Researchers at the Purdue University have designed a technology for packing carbon nanotubes and synthetic DNA onto a biosensor electrode, paving the way for accurately analyzing diabetes and other diseases.
Existing sensors use enzyme-coated metal electrodes, which react with substances to generate an electrical signal that can be used for measurement. However, these sensors measure incorrectly due to their inefficiency. Carbon nanotubes, which have superior electrical and thermal properties, are capable of enhancing the performance of the sensors. However, their partial compatibility with water restricts their use in biological fluids.

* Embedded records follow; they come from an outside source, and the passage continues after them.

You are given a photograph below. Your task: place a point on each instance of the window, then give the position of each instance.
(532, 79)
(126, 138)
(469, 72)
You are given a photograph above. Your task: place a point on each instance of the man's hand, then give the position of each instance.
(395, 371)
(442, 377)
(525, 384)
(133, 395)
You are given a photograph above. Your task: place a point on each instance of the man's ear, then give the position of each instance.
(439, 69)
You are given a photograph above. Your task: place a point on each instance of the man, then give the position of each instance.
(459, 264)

Professors at the Purdue University, Jong Hyun Choi and Marshall Porterfield have developed a sensor that is capable of building itself. They have reported their results in The Analyst journal. Choi created an artificial DNA that can bind to the surface of the carbon nanomaterial, which increases its water solubility.

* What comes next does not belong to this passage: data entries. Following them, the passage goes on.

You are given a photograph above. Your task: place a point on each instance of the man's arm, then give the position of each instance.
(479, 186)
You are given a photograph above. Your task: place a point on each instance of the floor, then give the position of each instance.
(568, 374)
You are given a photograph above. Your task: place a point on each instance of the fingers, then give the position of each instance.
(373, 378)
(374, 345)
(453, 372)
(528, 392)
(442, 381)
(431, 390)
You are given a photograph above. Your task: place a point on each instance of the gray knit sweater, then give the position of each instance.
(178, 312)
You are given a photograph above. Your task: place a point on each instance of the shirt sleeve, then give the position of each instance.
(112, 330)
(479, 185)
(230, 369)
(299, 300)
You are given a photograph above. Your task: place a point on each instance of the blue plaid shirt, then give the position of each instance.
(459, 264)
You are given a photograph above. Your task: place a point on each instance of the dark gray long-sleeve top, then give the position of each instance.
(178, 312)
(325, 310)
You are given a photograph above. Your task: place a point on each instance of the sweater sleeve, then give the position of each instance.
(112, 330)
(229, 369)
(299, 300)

Choi stated that after the preparation of a solution containing carbon nanotubes, the electrode is then placed into the solution to get charged, resulting in the coating of the electrode surface by the carbon nanotubes. The carbon nanotube-coated electrode is now capable of attracting the enzymes to complete the assembly of the sensor. This sensor was developed for glucose. However, Porterfield commented that the sensor can be customized for many other compounds. This sensor can be mass produced for diabetes, he said. Their technology is a self-building platform to create biomolecular-level biosensors, he added.
Porterfield further said that by employing this technology, it is possible to develop advanced sensors that can perform real-time tests to detect the efficiency of drugs. He will continue his research for biosensor development for detecting various compounds, he added.